Corchado is the author of “Midnight in Mexico: A Reporter’s Journey Through a Country’s Descent into Darkness,” a memoir about his life as a Mexican immigrant to the United States and the challenges of covering events in his homeland.
Excerpts from his testimony:
- “I live in, work in, call home a country where every 26 hours a reporter is attacked – most of them by either the government, or criminal gangs. Too many journalists in my homeland of Mexico have paid the ultimate price. Today I hope to honor their memory.”
- “Drug traffickers and corrupt government officials bully reporters—harassing them if they are lucky or silencing them for good, if they are not. Today, I speak to you in the memory of more than 50—or as many 120, some organizations like Freedom House estimate—journalists who have either been killed or disappeared since Mexico’s political transition began in 2000.”
- “Today, there are regions in Mexico where reporters have elected to censor themselves. In other words, see nothing, say nothing. These are known as regions of silence.”
- “Mexico’s inability to protect its journalists and defenders of freedom of expression against criminals is beyond shameful. It is both shocking and offensive to those who believe that journalism is a powerful tool to shine the light and hold the powerful accountable.”

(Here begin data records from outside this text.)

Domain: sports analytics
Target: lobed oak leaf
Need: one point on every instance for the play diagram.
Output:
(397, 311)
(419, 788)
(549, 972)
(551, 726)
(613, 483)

- “Just as outrageous, my Mexican colleagues say, in Mexico they still kill you twice: Once with a bullet, a blow to the head, or in a barrel of acid and then they kill you again through character assassination by spreading rumors about you, or even pressing criminal charges as we have seen repeatedly with journalists, especially those working in rural communities across Mexico.”
- “The cause of so much violence against journalists, not only the most extreme form, such as murder, kidnapping or beatings, but also threats, spying and harassment, is simple: impunity. Every attack against a journalist that goes unpunished invites the next one. Any politician, public official, police commander or criminal who wants to kill, kidnap, beat or threaten a journalist can do so because most of the people who have done it before got away with it.”
- “I was born in Mexico and grew up in the United States, earning along the way, a blue U.S. Passport. Today, I’m a binational citizen, holding both U.S. and Mexican citizenship. Yet, I believe that being American is the reason I report on stories that many of my colleagues don’t live long enough to tell. Those are stories about the very same people who now hold pockets of the country hostage.”
- “I am by no means more courageous or braver than any of my Mexican colleagues. I just want to believe that if something happens to me, someone, somewhere, someone in this room, will seek justice. I won’t be just another number. I won’t be a faceless victim.”